DOSB-Presse Nr. 25 / 22. Juni 2010
Der Artikel- und Informationsdienst des Deutschen Olympischen Sportbundes (DOSB)

1971/II: Genscher: "Wir wollen Partner - keine Zuwendungsempfänger"
Sportpolitische Dokumente aus sieben Jahrzehnten Nachkriegsgeschichte (Teil 82)

Eine Serie von Friedrich Mevert


Vor allem das selbstbewusstere Auftreten des Sports gegenüber dem Staat betrachtete Bundesinnenminister Hans-Dietrich Genscher als einen wesentlichen Entwicklungspunkt für den Deutschen Sportbund im vorolympischen Jahr.
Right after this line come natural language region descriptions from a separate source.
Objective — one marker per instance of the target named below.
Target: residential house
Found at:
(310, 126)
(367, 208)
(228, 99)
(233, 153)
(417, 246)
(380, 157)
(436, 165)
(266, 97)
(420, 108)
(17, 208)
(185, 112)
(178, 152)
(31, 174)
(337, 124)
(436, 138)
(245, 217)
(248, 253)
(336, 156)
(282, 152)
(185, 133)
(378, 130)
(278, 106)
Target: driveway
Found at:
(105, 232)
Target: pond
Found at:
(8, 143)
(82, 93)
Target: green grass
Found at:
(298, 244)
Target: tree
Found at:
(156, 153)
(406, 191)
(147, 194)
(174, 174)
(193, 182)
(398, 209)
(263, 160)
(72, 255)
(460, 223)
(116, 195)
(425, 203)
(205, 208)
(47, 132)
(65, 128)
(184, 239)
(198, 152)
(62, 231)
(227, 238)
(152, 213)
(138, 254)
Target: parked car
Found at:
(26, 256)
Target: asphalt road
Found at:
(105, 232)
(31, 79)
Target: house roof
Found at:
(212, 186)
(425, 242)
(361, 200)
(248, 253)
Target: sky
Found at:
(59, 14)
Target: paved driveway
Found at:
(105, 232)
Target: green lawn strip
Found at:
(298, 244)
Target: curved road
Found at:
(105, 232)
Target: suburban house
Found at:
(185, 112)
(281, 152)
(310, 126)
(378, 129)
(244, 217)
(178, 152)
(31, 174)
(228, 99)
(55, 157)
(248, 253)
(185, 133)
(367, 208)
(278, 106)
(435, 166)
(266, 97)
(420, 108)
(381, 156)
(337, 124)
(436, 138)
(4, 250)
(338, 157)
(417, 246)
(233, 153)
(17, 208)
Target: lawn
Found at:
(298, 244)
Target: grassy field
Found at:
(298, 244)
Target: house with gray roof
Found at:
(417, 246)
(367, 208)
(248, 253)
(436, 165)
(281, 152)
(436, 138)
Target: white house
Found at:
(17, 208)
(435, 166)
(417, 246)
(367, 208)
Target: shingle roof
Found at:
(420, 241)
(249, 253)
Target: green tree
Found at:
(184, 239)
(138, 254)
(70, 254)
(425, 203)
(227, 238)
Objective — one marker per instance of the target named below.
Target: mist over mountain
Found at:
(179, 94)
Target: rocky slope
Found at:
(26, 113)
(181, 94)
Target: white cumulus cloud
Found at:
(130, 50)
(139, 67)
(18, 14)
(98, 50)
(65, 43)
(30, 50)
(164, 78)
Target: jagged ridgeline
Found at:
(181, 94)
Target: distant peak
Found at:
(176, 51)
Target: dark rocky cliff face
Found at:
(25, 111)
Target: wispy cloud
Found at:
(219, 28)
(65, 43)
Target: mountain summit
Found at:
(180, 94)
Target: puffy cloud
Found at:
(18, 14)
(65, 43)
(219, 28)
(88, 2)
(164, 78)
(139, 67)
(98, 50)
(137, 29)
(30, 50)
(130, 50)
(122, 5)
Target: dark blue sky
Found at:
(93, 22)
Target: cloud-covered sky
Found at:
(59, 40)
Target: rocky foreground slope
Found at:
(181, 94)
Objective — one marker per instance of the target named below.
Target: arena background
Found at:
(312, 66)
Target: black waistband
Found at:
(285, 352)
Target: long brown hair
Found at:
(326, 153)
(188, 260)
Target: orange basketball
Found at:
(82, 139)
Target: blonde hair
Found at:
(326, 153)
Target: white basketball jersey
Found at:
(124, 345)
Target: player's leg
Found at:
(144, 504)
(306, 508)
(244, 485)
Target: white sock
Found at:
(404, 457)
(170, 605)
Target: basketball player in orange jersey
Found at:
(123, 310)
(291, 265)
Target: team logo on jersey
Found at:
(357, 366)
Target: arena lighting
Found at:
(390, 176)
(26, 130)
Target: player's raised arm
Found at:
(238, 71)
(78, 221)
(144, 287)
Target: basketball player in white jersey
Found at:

In einem Interview im April 1971 mit dem Chefredakteur des Sportinformationsdienstes, Alfons Gerz, erklärte der damalige "Sportminister": "Wir wollen Partner, die aus eigenem Recht Ansprüche stellen, und keine Zuwendungsempfänger".
Der Minister äußerte sich in diesem Gespräch u. a. über Grenzen und Chancen der Deutschen Sportkonferenz, zur Frage des staatlichen Einflusses auf den Sport, zur Bundeskonzeption für den Sport in Schule und Hochschule und zur Mitverantwortung für die Durchführung der Fußball-Weltmeisterschaft 1974 "aus dem Gesichtspunkt der gesamtstaatlichen Repräsentation". Besonders bemerkenswert aber war seine Stellungnahme zu Aufgaben und Zukunft der Stiftung Deutsche Sporthilfe, die auch nach 1972 tatkräftig unterstützt werden müsse.



Das damalige Interview im Wortlaut:

FRAGE: "Herr Minister, Sie wünschten sich bei Ihrer Amtsübernahme einen aktionsfähigeren und politisch selbstbewussteren Deutschen Sportbund. Hat die Entwicklung seit dem Mainzer DSB-Bundestag 1970 Ihren Vorstellungen entsprochen?"

MINISTER GENSCHER: "Ich sehe eine solche Entwicklung. Sie zeigt sich zum Beispiel in den Initiativen des DSB im Zusammenhang mit der Bildung der Deutschen Sportkonferenz, im Aktionsprogramm für den Schulsport, das bei den Ländern und der Kultusministerkonferenz eine gute Chance hat, weitgehend verwirklicht zu werden, in den entschiedenen Bemühungen um eine Verbesserung der innerdeutschen sportlichen Beziehungen und um die Verdeutlichung der Einheit des West-Berliner Sports mit dem Sport der Bundesrepublik, vor allem in dem selbstbewussten Auftreten des Sports gegenüber dem Staat, was ich ausdrücklich begrüße. Wir wollen Partner, die aus eigenem Recht Ansprüche stellen, und keine Zuwendungsempfänger."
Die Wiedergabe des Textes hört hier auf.